Sharing constructive feedback can be difficult and confrontational for both parties involved. When sharing constructive feedback, you’re in control of what and how you say it and this will impact how your colleague receives the feedback. While it may be difficult at first, it is important that you encourage each other to improve cooperation and performance continuously. Learning is not an event, but a constant in everyday work life.

  1. Keep a healthy relationship

    Overall, business is built on relationships. As colleagues, you see each other every day, so it’s important to foster that relationship and invest in it. Shared feedback is part of that investment, but comes with the responsibility to ensure your feedback will be helpful for the other person.

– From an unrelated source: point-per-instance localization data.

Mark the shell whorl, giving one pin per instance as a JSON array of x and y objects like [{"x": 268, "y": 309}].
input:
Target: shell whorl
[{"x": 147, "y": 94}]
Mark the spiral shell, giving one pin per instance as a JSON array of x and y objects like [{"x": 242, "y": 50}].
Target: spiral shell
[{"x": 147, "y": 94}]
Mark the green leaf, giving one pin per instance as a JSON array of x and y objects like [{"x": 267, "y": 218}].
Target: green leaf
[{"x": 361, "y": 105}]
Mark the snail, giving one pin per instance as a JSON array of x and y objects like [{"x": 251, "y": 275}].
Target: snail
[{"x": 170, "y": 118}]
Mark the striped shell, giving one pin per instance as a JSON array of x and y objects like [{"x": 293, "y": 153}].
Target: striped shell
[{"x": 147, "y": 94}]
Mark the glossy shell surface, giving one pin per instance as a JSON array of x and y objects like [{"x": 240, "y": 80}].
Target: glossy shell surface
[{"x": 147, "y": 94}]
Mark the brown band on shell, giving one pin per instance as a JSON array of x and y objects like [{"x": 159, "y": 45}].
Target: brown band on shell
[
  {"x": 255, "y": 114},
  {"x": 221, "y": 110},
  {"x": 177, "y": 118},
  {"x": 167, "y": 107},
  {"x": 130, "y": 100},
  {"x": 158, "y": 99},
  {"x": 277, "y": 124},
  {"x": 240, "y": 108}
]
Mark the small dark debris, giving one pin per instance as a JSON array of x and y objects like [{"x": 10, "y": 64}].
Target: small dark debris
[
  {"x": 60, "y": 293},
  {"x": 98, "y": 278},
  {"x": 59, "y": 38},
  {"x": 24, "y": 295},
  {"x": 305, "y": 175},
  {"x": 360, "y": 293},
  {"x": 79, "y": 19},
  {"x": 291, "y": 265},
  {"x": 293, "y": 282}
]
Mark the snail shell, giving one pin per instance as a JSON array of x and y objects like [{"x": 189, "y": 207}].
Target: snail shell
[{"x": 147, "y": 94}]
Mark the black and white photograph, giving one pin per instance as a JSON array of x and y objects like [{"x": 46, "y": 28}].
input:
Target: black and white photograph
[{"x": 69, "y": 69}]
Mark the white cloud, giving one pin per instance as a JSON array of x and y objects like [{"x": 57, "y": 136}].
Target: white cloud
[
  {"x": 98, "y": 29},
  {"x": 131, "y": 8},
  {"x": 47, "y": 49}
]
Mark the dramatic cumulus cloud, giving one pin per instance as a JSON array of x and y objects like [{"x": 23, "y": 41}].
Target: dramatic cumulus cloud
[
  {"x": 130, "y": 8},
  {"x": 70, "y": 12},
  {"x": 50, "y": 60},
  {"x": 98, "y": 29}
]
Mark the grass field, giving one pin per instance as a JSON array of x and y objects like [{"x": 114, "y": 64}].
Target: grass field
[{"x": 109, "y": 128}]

    You can make it helpful by focusing your feedback on behaviors that affect everyday business. Also, a friendly tone will make it easier for the receiving end to accept your feedback, as the French say ‘C’est le ton qui fait la musique’!
  2. Be clear and specific

    Especially as a manager, it’s part of your job to share feedback to help peers and direct reports with their growth. A proven way to do this is to provide actionable feedback and specific examples.

    For example: 'I’ve noticed that when speaking with customers you sometimes miss the opportunity to tell them about…' as opposed to 'you need to close more sales'. The latter will not give others enough information to make small adjustments / modifications in their approach

    Clear, actionable and specific feedback encourages others to recall past behavior and think about what actions they could take to change their performance.